Unknown issues

The conversation started innocently. I was at a friend’s cookout. A mutual friend and I began conversing about CCD (Catholic education). Bridget is of the age to begin CCD and learn the rites of passage in the faith. There are just a few small problems with that: 1. While she is of “age” she is not of “grade” (most children begin at 1st grade) 2. Learning (enough said) and 3. while most kids do not understand what sin is they do know right from wrong.

Do I wait for Bridget to become “aware” or enter first grade or do I enter her now (at the age she should)? Do I push her through the system because that is what Catholics do, go through the rites or do I say screw it and just let those rites pass her by. Somehow the conversation turned to my unspoken deeper issue with God.

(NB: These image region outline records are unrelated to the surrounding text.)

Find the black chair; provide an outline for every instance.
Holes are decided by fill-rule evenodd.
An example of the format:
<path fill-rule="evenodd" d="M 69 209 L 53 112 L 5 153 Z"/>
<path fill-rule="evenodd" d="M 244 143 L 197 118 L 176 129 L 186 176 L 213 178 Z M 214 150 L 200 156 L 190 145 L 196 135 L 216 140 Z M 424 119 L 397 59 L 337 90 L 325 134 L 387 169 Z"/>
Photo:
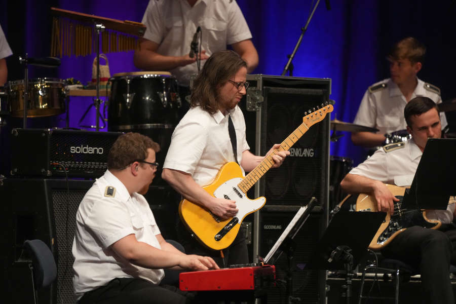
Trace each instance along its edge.
<path fill-rule="evenodd" d="M 35 304 L 38 302 L 37 291 L 50 285 L 57 276 L 54 255 L 47 245 L 40 240 L 26 240 L 24 248 L 31 258 L 29 268 L 33 288 Z"/>
<path fill-rule="evenodd" d="M 396 304 L 398 304 L 399 303 L 399 283 L 400 282 L 405 283 L 408 282 L 411 276 L 420 274 L 420 270 L 419 269 L 400 260 L 392 258 L 383 258 L 381 259 L 378 263 L 379 264 L 378 267 L 376 263 L 372 263 L 366 265 L 363 271 L 361 288 L 360 289 L 359 297 L 358 301 L 358 304 L 361 304 L 363 299 L 390 299 L 394 300 Z M 391 276 L 392 282 L 394 284 L 394 296 L 377 296 L 363 295 L 366 273 L 369 271 L 373 271 L 375 272 L 382 272 L 384 274 L 384 279 L 385 280 L 389 276 Z M 456 267 L 453 265 L 450 265 L 449 272 L 450 274 L 456 273 Z"/>

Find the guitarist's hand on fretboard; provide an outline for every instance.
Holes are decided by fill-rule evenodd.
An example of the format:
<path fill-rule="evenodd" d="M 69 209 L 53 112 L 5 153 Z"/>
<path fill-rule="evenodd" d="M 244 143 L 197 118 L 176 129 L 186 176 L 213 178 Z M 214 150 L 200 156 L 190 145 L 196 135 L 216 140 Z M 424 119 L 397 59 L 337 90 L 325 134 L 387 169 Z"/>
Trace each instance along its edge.
<path fill-rule="evenodd" d="M 399 199 L 381 181 L 375 181 L 373 188 L 372 195 L 377 202 L 377 210 L 392 215 L 394 211 L 394 202 L 399 202 Z"/>
<path fill-rule="evenodd" d="M 273 154 L 272 155 L 272 159 L 275 163 L 272 167 L 278 168 L 283 163 L 283 161 L 285 160 L 285 158 L 290 155 L 290 151 L 288 150 L 283 150 L 281 149 L 280 147 L 280 144 L 276 143 L 271 149 L 270 149 L 269 151 L 268 151 L 265 157 L 267 157 L 268 155 L 271 154 Z"/>

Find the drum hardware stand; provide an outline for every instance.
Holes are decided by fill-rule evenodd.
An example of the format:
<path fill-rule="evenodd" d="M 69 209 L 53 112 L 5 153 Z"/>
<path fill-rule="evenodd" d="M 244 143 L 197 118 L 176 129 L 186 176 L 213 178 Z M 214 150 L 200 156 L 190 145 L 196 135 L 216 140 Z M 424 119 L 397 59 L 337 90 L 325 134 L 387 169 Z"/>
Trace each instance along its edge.
<path fill-rule="evenodd" d="M 97 23 L 95 24 L 95 29 L 97 30 L 97 96 L 94 100 L 94 105 L 95 107 L 96 120 L 97 121 L 95 123 L 96 129 L 97 131 L 100 130 L 100 104 L 101 103 L 101 100 L 100 100 L 100 35 L 101 33 L 104 31 L 104 25 L 101 23 Z M 90 108 L 90 107 L 89 107 Z M 89 110 L 89 109 L 87 109 Z M 84 116 L 87 114 L 87 111 L 84 113 Z M 84 116 L 83 117 L 84 118 Z M 104 118 L 102 118 L 103 121 L 103 128 L 106 125 L 104 123 Z"/>
<path fill-rule="evenodd" d="M 293 76 L 293 65 L 291 63 L 291 61 L 293 60 L 293 58 L 294 58 L 294 55 L 296 54 L 296 52 L 297 51 L 297 49 L 301 44 L 301 41 L 302 41 L 302 37 L 304 36 L 304 33 L 307 30 L 307 27 L 309 26 L 309 23 L 310 23 L 311 19 L 312 19 L 312 16 L 314 16 L 314 13 L 315 12 L 315 10 L 317 9 L 317 7 L 318 6 L 319 3 L 320 3 L 320 0 L 317 0 L 317 3 L 315 4 L 315 6 L 314 6 L 313 9 L 312 9 L 312 11 L 309 15 L 309 18 L 307 18 L 307 22 L 306 23 L 306 25 L 304 26 L 304 27 L 301 28 L 301 35 L 299 36 L 299 38 L 298 39 L 296 46 L 294 47 L 293 53 L 292 53 L 291 55 L 288 55 L 287 56 L 289 58 L 288 62 L 287 62 L 286 65 L 283 69 L 283 71 L 282 72 L 282 76 L 285 76 L 285 74 L 287 73 L 287 71 L 289 72 L 290 76 Z"/>
<path fill-rule="evenodd" d="M 101 100 L 100 99 L 100 36 L 101 33 L 104 31 L 105 27 L 102 24 L 100 23 L 95 23 L 95 30 L 97 31 L 97 44 L 96 47 L 97 49 L 97 84 L 96 85 L 96 96 L 93 99 L 93 103 L 89 106 L 89 107 L 87 108 L 87 109 L 86 110 L 86 111 L 84 112 L 84 113 L 82 117 L 81 117 L 81 119 L 79 120 L 79 123 L 78 123 L 78 124 L 80 124 L 81 127 L 84 127 L 85 128 L 95 128 L 96 131 L 99 131 L 100 129 L 100 118 L 101 119 L 101 122 L 103 123 L 103 126 L 101 127 L 101 129 L 104 129 L 104 127 L 106 127 L 106 124 L 104 122 L 106 120 L 101 114 L 101 113 L 100 112 L 100 105 L 101 104 L 102 102 Z M 89 111 L 91 108 L 92 108 L 92 107 L 93 106 L 94 106 L 95 108 L 95 120 L 96 120 L 95 125 L 81 125 L 81 123 L 82 122 L 83 120 L 86 118 L 86 116 L 87 115 Z"/>
<path fill-rule="evenodd" d="M 19 56 L 19 62 L 24 65 L 24 119 L 22 128 L 27 129 L 27 107 L 28 106 L 28 54 L 25 53 L 25 58 Z"/>

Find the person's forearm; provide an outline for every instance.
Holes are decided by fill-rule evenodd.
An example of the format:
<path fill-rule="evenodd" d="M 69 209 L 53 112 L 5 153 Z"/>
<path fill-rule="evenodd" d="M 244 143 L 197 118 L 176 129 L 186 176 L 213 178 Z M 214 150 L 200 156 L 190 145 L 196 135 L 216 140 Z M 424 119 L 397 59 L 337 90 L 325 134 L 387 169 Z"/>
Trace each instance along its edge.
<path fill-rule="evenodd" d="M 209 202 L 213 197 L 197 184 L 191 175 L 177 170 L 164 168 L 162 173 L 162 178 L 186 200 L 194 204 L 209 207 Z"/>
<path fill-rule="evenodd" d="M 251 73 L 258 66 L 258 53 L 255 49 L 246 52 L 241 56 L 241 57 L 247 61 L 247 73 Z"/>
<path fill-rule="evenodd" d="M 160 250 L 142 242 L 137 242 L 120 255 L 133 264 L 152 269 L 179 267 L 181 258 L 181 254 Z"/>
<path fill-rule="evenodd" d="M 169 252 L 172 252 L 173 253 L 175 253 L 176 254 L 179 254 L 179 255 L 185 255 L 185 254 L 173 246 L 172 245 L 168 243 L 166 241 L 160 243 L 160 247 L 162 247 L 162 250 L 164 251 L 168 251 Z"/>
<path fill-rule="evenodd" d="M 352 141 L 356 145 L 367 148 L 381 145 L 386 139 L 383 134 L 370 132 L 358 132 L 352 133 Z"/>
<path fill-rule="evenodd" d="M 340 182 L 340 186 L 346 192 L 351 194 L 372 193 L 377 186 L 377 183 L 382 182 L 361 175 L 349 173 Z"/>
<path fill-rule="evenodd" d="M 164 56 L 146 49 L 135 52 L 135 66 L 146 70 L 169 70 L 184 65 L 183 56 Z"/>

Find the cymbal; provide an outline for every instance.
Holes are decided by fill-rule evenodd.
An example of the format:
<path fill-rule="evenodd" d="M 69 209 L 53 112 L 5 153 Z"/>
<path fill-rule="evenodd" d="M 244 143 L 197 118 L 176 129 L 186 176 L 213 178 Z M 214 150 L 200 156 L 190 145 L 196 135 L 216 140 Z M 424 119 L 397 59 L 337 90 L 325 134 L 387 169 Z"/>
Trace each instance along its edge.
<path fill-rule="evenodd" d="M 331 129 L 335 131 L 346 131 L 347 132 L 377 132 L 378 131 L 378 129 L 374 128 L 341 122 L 336 119 L 331 121 Z"/>

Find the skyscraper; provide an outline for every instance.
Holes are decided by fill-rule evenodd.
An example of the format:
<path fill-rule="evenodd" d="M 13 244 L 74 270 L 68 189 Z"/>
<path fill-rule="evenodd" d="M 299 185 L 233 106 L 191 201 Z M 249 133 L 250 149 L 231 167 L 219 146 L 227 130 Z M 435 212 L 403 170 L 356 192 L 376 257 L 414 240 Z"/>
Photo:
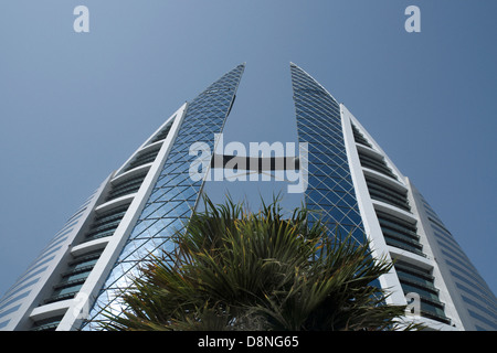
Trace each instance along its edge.
<path fill-rule="evenodd" d="M 0 330 L 94 330 L 104 310 L 119 311 L 138 265 L 171 249 L 195 210 L 207 170 L 190 149 L 201 142 L 213 160 L 244 67 L 182 105 L 83 203 L 1 299 Z M 395 259 L 380 286 L 392 293 L 388 303 L 412 307 L 413 321 L 497 330 L 494 293 L 421 193 L 343 105 L 295 64 L 290 73 L 298 141 L 307 146 L 306 205 Z"/>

The woman innocently said to me, God only gives special children to special parents. Unknowingly opening a wound I had held in secret. She was trying to be nice, trying to comfort and she (probably) truly believes those words. As a mom living with a special needs child this was my response:

God can kiss my ass.

Yup, I said it.

It is not that I do not love my daughter. It is not that I have an issue with Bridget having a rare genetic disorder and more special needs than President Reagan had jelly bellies. It’s because I am having difficulty rationalizing a loving God with a God who allows my child to feel such pain. A God who thinks it is okay to make a mother hold her child down for two hours while her daughter screams as they try to put an IV in or a catheter exam.

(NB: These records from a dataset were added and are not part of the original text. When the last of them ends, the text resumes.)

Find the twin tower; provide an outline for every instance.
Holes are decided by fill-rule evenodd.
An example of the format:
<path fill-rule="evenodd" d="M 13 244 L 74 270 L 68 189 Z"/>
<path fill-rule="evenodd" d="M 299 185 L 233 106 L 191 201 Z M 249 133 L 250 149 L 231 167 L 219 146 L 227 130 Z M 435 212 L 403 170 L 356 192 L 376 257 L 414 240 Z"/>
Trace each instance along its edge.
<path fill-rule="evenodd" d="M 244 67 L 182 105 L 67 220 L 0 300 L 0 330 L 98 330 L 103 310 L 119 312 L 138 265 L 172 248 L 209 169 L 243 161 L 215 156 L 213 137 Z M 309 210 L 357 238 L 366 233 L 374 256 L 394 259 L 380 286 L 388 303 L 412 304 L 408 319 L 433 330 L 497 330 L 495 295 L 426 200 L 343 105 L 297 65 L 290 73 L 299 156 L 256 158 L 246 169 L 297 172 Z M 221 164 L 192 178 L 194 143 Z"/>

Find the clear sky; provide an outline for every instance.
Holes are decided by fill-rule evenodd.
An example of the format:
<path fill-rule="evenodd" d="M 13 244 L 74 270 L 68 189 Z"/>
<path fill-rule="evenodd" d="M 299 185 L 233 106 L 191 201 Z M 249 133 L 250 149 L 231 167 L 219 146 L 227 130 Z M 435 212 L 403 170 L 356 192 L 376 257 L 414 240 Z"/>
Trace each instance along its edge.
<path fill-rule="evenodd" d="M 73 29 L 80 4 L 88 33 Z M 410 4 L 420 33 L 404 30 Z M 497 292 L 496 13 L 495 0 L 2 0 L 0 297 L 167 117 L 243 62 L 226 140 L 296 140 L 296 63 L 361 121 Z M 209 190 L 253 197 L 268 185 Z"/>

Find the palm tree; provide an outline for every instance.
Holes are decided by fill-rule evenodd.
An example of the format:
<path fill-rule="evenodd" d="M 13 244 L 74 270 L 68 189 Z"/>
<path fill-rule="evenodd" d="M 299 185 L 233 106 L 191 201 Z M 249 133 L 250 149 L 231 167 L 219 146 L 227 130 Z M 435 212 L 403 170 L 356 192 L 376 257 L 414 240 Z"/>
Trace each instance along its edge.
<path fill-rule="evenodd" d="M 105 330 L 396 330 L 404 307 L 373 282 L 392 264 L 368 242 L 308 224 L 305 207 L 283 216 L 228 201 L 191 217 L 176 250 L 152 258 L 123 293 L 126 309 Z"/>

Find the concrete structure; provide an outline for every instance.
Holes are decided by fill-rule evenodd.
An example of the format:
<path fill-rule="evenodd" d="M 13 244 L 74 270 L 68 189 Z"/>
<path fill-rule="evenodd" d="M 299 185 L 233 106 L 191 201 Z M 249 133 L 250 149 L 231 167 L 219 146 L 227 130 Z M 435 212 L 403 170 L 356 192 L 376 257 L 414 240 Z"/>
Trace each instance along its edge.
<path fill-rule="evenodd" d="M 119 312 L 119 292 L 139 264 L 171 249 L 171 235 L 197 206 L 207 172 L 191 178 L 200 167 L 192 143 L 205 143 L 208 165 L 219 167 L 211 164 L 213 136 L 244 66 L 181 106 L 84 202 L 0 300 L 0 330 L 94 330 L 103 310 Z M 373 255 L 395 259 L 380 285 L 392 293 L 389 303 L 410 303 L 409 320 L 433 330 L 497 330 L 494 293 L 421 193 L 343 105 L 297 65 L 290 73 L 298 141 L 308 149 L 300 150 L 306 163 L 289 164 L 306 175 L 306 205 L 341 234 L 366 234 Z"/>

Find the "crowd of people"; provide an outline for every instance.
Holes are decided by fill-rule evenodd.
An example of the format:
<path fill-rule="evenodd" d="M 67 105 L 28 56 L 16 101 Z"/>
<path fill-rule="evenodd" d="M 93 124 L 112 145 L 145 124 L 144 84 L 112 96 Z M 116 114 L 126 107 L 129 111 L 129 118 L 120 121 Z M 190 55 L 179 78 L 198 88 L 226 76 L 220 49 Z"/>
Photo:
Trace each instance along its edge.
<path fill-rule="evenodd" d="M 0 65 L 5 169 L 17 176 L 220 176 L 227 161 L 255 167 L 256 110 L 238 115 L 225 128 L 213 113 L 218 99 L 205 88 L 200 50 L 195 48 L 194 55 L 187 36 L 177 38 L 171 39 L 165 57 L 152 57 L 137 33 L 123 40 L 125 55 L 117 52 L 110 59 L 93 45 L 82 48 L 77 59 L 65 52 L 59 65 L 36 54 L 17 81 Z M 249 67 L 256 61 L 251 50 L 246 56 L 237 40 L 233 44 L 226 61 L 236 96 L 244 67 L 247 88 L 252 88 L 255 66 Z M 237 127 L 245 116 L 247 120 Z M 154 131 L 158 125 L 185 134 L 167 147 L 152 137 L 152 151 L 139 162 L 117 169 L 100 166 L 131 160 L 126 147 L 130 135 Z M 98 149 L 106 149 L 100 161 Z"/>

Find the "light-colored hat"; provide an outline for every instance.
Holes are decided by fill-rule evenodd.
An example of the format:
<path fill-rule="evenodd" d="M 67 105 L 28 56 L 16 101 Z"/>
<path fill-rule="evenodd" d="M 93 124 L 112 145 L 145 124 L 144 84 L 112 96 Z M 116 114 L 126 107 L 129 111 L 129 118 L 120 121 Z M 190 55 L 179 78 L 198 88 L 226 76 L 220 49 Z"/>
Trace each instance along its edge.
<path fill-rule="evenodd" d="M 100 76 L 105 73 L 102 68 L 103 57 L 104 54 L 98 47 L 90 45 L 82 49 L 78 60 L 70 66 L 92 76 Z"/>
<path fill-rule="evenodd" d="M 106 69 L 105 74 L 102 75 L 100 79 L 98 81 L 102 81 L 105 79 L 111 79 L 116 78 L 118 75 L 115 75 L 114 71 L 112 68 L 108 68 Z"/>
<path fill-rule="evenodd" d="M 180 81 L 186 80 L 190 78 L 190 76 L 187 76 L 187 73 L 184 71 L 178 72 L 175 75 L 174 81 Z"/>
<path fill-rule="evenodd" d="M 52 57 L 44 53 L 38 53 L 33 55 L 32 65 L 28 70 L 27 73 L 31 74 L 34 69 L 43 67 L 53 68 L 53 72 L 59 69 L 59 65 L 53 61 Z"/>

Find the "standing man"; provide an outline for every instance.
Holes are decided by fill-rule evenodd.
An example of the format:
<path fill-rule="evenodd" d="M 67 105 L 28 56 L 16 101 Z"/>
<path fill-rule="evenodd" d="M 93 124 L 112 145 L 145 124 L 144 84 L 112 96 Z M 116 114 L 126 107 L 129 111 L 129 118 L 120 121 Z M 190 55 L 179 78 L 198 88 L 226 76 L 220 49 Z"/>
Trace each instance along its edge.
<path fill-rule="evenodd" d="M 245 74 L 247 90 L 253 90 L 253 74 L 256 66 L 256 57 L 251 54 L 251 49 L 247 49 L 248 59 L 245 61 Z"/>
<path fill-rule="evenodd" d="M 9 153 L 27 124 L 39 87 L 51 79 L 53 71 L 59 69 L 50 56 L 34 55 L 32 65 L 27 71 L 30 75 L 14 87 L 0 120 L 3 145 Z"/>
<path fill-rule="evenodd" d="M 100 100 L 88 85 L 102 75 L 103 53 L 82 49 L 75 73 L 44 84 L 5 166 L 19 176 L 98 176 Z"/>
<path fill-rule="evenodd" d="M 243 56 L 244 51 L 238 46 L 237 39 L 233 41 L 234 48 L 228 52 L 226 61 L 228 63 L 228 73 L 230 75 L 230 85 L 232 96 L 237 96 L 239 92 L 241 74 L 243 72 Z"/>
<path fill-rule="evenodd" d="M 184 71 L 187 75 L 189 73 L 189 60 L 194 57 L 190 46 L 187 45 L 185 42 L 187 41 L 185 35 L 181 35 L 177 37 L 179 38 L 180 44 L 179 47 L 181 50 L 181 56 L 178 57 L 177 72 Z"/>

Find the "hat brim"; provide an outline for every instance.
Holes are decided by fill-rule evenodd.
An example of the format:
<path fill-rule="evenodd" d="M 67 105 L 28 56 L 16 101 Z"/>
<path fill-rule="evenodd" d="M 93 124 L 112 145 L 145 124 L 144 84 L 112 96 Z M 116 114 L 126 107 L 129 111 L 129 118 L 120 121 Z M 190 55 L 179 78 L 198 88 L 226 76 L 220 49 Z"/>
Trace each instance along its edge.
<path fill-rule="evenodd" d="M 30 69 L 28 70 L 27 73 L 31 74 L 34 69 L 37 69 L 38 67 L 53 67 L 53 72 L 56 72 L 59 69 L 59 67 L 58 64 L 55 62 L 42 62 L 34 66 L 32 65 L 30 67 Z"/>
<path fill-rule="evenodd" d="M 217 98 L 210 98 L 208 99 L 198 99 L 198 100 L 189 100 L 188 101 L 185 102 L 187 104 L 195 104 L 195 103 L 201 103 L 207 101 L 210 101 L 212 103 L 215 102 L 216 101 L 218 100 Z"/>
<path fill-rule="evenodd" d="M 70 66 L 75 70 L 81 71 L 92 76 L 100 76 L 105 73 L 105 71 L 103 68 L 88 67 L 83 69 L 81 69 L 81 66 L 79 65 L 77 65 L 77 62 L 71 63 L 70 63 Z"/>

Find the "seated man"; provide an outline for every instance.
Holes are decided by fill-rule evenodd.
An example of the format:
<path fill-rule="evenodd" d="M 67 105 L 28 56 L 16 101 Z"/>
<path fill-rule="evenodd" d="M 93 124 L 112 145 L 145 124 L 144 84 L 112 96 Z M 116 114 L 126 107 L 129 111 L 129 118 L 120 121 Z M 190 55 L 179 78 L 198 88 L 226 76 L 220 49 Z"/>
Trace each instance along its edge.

I haven’t been to Mass in a year, since June of 2015. I skipped the usual “high masses” that almost every lapsed Catholic attends: Easter, Palm Sunday, Christmas. We had been regularly attending Mass since Abby started first grade, missing a week here and there but attending with regularity. I have continue to send Abby to CCD, but I haven’t prayed or participated since the week I held Bridget down as they inserted a catheter up her vagina and flushed it with water as I physically restrained her.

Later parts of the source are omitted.